Student group Harvard Out of Occupied Palestine announced it is peacefully ending its encampment in the historic space, and crews could be seen clearing debris and getting the yard back in order Tuesday morning.

“Every day we sustained the encampment – beyond the last day of classes, finals week, move-out – has been a day where we strengthened our organizing capacity, built networks of solidarity, and forced the question of Palestine on an institution that has historically refused it,” Harvard OOP organizers said in a post on Instagram.

Organizers said the University promised leniency for more than 60 students facing disciplinary action for their involvement in the encampment.

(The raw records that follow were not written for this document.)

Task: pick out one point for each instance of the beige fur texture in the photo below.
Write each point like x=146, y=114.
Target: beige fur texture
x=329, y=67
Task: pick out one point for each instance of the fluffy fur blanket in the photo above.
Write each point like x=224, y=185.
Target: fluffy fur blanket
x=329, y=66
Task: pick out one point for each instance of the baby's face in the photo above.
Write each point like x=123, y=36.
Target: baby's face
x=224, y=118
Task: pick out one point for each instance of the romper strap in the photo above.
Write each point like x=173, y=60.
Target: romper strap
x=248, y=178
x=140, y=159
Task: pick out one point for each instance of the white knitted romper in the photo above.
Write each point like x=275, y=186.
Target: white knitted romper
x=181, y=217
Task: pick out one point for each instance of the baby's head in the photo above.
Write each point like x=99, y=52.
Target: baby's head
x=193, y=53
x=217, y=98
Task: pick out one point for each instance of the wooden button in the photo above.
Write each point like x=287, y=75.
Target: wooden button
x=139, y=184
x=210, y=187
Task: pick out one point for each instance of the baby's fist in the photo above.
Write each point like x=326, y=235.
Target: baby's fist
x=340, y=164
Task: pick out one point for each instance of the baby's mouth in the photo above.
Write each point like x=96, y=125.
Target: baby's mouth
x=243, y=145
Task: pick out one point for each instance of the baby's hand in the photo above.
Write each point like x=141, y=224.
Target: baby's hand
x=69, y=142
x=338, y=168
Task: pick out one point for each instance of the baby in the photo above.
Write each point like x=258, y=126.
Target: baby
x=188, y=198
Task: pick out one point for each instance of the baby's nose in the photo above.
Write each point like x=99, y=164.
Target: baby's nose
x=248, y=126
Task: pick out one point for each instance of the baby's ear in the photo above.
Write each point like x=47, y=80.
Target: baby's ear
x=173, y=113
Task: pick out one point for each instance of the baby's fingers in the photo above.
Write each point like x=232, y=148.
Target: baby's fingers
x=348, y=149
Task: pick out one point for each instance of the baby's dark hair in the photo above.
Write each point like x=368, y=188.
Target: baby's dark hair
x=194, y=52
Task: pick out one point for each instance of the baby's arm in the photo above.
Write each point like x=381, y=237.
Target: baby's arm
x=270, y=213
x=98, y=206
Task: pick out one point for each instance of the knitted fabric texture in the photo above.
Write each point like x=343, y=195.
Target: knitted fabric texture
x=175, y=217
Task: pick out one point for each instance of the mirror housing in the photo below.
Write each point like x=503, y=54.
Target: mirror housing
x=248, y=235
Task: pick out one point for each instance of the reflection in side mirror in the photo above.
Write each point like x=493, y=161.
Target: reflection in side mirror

“As a precondition for decamping, administration will retract suspensions,” the group wrote. “Administration has also offered us meetings regarding disclosure and divestment with members of the Harvard Management Company and ‘conversations’ regarding the establishment of a Center for Palestine Studies at Harvard.”

A Harvard spokesperson said Interim President Alan Garber “will ask the schools to adjudicate disciplinary matters promptly under existing practices and precedents. He will similarly ask the Schools to process reinstatement requests expeditiously in light of the changed circumstances that have abated the risk to the academic environment.”

In a statement to the Harvard community, Garber confirmed the agreements had been made.

“Now that the area is being cleared and in line with the conversation I had with students last week, I will facilitate a meeting with the chair of the Corporation Committee on Shareholder Responsibility and other University officials to address questions about the endowment,” Garber wrote. “And, in keeping with my commitment to ongoing and reasoned dialogue, the dean of the Faculty of Arts and Sciences and I will meet with students to hear their perspectives on academic matters related to longstanding conflicts in the Middle East.”

Despite these concessions, organizers of the protest said they do not consider the meetings are divestment “wins”.

“These side-deals are intended to pacify us away from full disclosure and divestment,” organizers wrote. “Rest assured, they will not.”

Harvard’s was one of dozens of student encampments across the country set up in protest of the war in Gaza, many of which ended in mass arrests.

“I acknowledge the profound grief that many in our community feel over the tragic effects of the ongoing war,” Garber wrote. “There will continue to be deep disagreements and strongly felt emotions as we experience pain and distress over events in the wider world. Now more than ever, it is crucial to do what we do at our best, creating conditions for true dialogue, modeling ways to build understanding, empathy, and trust, and pursuing constructive change anchored in the rights and responsibilities we share.”